If social media has become a drain on time, it may be time to create a healthier relationship with social media. Here are a few ways to begin.

Don’t start the day by scrolling.

While it may be tempting to begin the day with a seemingly harmless scroll through our social media feeds, this can start the day out on an anxious note. We could be exposed to negative content first thing in the morning, which in turn spills over into the day. Instead, choose to start the day sans social media in order to intentionally set the tone.

Champion others; don’t compete.

Social media sometimes becomes the measuring stick we use to compare our lives to other people. This can breed jealousy, anger, and resentment. Instead of comparing our lives to other people’s, we can use social media as a network of positive support. When other people succeed, we can cheer them on and let them know that we are happy for them.

When we champion other people rather than treating them like competition, we’ll likely become more satisfied with our own lives while also building stronger, more supportive friendships with others. We don’t need to begrudge anyone their success or happiness.

Be real.

While many of us post the highlights of our lives on social media and avoid the negative, there’s actually a very good reason to be more real in our social media lives. Other people may have similar struggles, and being honest about our lives can be encouraging to someone else who feels alone.

Besides, no one really believes our relationships are always perfect or our children are always perfectly-behaved. A little honesty practiced with discretion is refreshing when so many people only give us the filtered versions of their lives.

Avoid drama.

While arguing with our neighbor’s sister’s best friend about politics might seem like a good idea in the moment, engaging in drama on social media simply isn’t the best use of our time. Exercising self-control and avoiding drama can keep social media a place where we share and connect with friends and family, rather than a place where we sharpen our cyberbullying skills against one another.

As passionately as we feel about our political or social issues, other people likely feel just as strongly about theirs.
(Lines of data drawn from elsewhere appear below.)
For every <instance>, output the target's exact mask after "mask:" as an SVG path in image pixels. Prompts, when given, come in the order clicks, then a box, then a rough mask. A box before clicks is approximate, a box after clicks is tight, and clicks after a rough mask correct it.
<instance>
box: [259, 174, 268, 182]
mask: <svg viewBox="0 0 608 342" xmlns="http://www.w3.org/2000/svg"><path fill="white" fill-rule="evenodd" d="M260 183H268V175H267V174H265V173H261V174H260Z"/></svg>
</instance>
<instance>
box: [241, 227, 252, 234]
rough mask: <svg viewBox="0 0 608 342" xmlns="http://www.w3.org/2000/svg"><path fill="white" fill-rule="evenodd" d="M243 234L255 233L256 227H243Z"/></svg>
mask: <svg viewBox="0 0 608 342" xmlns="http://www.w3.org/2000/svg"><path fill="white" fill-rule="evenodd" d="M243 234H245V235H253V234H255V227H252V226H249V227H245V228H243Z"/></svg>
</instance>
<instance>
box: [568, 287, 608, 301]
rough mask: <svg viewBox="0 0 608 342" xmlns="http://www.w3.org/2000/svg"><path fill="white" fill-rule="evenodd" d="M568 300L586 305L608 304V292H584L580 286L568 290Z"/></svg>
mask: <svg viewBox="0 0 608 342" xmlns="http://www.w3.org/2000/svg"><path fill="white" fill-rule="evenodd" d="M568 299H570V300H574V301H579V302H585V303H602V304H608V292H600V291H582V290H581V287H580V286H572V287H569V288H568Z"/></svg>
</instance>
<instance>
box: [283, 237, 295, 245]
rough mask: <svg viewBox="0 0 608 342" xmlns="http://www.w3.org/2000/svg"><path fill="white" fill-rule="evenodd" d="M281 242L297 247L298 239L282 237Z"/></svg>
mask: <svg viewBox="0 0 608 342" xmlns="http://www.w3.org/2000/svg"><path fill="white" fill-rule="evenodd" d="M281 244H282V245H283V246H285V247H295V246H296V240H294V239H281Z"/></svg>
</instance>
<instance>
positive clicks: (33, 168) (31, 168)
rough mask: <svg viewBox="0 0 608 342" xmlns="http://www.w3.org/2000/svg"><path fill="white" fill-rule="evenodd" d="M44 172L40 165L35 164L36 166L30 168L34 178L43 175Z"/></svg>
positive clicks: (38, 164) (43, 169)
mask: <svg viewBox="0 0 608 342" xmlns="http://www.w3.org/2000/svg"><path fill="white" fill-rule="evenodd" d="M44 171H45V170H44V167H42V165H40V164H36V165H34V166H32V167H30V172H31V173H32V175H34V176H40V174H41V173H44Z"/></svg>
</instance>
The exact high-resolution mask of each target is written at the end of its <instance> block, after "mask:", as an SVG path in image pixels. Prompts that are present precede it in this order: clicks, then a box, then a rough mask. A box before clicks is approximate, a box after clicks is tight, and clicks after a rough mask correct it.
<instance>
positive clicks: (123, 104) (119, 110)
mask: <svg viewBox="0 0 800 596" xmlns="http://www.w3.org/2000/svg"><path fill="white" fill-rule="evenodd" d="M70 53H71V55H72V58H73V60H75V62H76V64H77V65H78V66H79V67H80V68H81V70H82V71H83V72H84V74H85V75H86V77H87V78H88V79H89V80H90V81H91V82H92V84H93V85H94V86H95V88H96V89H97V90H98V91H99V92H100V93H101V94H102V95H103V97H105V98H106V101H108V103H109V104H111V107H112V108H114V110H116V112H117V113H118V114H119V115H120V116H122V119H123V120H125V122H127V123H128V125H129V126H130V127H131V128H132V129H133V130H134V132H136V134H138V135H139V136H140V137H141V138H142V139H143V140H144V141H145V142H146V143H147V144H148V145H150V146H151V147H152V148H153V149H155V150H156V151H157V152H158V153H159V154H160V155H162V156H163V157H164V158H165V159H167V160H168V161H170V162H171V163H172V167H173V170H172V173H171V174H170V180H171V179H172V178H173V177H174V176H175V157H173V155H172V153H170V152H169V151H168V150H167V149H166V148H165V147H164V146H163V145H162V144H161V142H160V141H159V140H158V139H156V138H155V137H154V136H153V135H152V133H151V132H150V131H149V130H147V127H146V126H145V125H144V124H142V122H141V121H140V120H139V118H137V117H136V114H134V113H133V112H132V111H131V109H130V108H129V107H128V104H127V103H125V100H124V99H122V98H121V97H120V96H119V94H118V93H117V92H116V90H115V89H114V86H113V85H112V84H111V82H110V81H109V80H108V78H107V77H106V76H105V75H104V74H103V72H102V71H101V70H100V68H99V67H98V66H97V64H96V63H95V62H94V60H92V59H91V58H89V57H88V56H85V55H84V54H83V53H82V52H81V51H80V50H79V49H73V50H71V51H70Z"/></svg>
Few of us will be convinced to change our minds based on an online argument, clever meme, or pointed jab by someone on social media. We may want to ask ourselves the following before posting:

  • Is it true?
  • Is it kind?
  • Is it necessary?

Keeping kindness as our focus and avoiding drama is essential for a healthy relationship with social media.

Let healthy relationships in while keeping toxic ones out.

Our number of friends or followers doesn’t actually say anything about us as human beings. Instead of aiming for higher and higher quantities, if we want our social media to be healthy, we may want to shoot for quality instead.

Building a supportive, positive community is so important for social support. Social support keeps us happier and healthier, and it can have a powerful impact on our lives. We have the right to set boundaries with our social media accounts–keeping healthy people in and keeping toxic people out.

Social media can be an incredibly healthy outlet, but it all depends on how we use it. If we focus on the latest negative news, scandals, and celebrity gossip or see it as a way to compare ourselves to others, we likely won’t reap the benefits of social media.

If, however, we use it to build positive social support, we can create a healthy balance and allow it to enhance, not detract from, our lives.